En cierto sentido, ese rechazo ocurre en todas las piezas jesuítico-guaraníes, antes, durante y después de la presencia de Brasanelli. Pero quizá el término «rechazo» resulte muy duro y deba ser matizado; cabría mejor hablar de «encuentro», en su doble sentido de conciliación y de enfrentamiento. Habría que nombrar el momento de la diferencia, que supone un amplio espectro de posiciones, oscilantes entre la impugnación y la aceptación del canon barroco. Este movimiento complejo implica en todos los casos transformaciones, giros, que adulteran los principios barrocos y pueden culminar, como ya se adelantó, en obras mediocres, copias fallidas o intentos malogrados de reinterpretar el paradigma. Pero también pueden resultar, para citar solo los extremos, en piezas rotundas, seguras en sus formas nuevas, cargadas de la energía de verdades casi olvidadas, y alimentadas con los argumentos mezclados que aporta la diversidad cultural.
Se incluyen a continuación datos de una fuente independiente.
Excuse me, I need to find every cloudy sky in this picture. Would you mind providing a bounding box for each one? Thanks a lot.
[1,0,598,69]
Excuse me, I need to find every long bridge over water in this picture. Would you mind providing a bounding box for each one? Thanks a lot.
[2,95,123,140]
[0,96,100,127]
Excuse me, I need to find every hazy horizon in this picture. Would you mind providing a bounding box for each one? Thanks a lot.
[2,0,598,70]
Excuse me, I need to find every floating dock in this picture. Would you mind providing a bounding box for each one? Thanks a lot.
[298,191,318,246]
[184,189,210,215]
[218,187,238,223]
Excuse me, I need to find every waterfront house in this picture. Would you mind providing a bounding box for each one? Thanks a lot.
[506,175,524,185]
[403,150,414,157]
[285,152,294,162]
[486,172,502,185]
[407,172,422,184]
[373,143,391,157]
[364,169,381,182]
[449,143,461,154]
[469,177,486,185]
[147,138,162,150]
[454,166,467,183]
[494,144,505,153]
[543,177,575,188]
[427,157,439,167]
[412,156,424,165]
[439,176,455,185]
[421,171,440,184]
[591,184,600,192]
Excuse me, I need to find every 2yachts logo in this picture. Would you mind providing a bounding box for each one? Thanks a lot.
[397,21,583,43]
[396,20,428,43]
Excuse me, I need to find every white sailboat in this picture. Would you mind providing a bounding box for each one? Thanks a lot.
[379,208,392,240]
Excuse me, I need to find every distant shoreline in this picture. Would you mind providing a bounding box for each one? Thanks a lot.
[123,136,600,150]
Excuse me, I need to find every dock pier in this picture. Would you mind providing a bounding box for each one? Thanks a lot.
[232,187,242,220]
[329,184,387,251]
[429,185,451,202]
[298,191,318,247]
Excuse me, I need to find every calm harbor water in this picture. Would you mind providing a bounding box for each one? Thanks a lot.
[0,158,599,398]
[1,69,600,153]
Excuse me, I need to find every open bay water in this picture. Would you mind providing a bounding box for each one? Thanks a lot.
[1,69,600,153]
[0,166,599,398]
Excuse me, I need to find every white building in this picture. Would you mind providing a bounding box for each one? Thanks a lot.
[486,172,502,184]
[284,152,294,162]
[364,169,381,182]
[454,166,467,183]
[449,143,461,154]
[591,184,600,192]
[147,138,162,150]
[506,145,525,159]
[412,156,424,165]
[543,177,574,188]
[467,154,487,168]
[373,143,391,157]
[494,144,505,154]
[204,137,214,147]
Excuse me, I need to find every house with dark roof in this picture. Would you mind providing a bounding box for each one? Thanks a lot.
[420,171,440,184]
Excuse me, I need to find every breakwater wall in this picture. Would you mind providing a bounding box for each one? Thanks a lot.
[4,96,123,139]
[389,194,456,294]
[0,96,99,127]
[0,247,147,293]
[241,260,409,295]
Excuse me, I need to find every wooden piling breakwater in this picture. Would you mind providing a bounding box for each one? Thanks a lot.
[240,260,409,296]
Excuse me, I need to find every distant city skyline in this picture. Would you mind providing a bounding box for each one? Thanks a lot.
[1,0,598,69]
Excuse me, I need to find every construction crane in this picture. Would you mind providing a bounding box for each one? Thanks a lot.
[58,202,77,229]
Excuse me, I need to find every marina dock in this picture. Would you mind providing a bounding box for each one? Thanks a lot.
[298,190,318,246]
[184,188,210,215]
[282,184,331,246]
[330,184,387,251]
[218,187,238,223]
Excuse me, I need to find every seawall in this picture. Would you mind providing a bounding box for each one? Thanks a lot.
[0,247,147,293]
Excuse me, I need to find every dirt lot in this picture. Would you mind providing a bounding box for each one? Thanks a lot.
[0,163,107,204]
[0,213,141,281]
Esta muestra reúne un conjunto de piezas jesuíticas y posjesuíticas pertenecientes a valiosas colecciones de arte misionero y popular obrantes en el Paraguay. Las piezas expuestas traducen distintas posiciones de aquel movimiento complejo, que asume tanto la pérdida aculturativa como la resistencia del imaginario propio y el intercambio transcultural. Estos momentos ocurren trenzados y pocas veces se dan en estado puro. El impulso barroco es lo suficientemente flexible como para admitir la intrusión de formas ajenas y, aun, la infiltración de signos opuestos convirtiéndolos en giros y contragiros de un desarrollo que, como todo proceso legítimo, no puede concluir en una imagen definitiva y ejemplar: cada pieza traduce su propio trabajo de montaje, reinterpretación y elaboración de la diferencia; su manera específica de encarar la disparidad de los mundos en juego. Tales particularidades ocurren en el margen breve que deja abierto la colonización cultural: allí, cuando pueden, se concentran la imaginación y el talento para reinventar el sentido de los modelos extranjeros.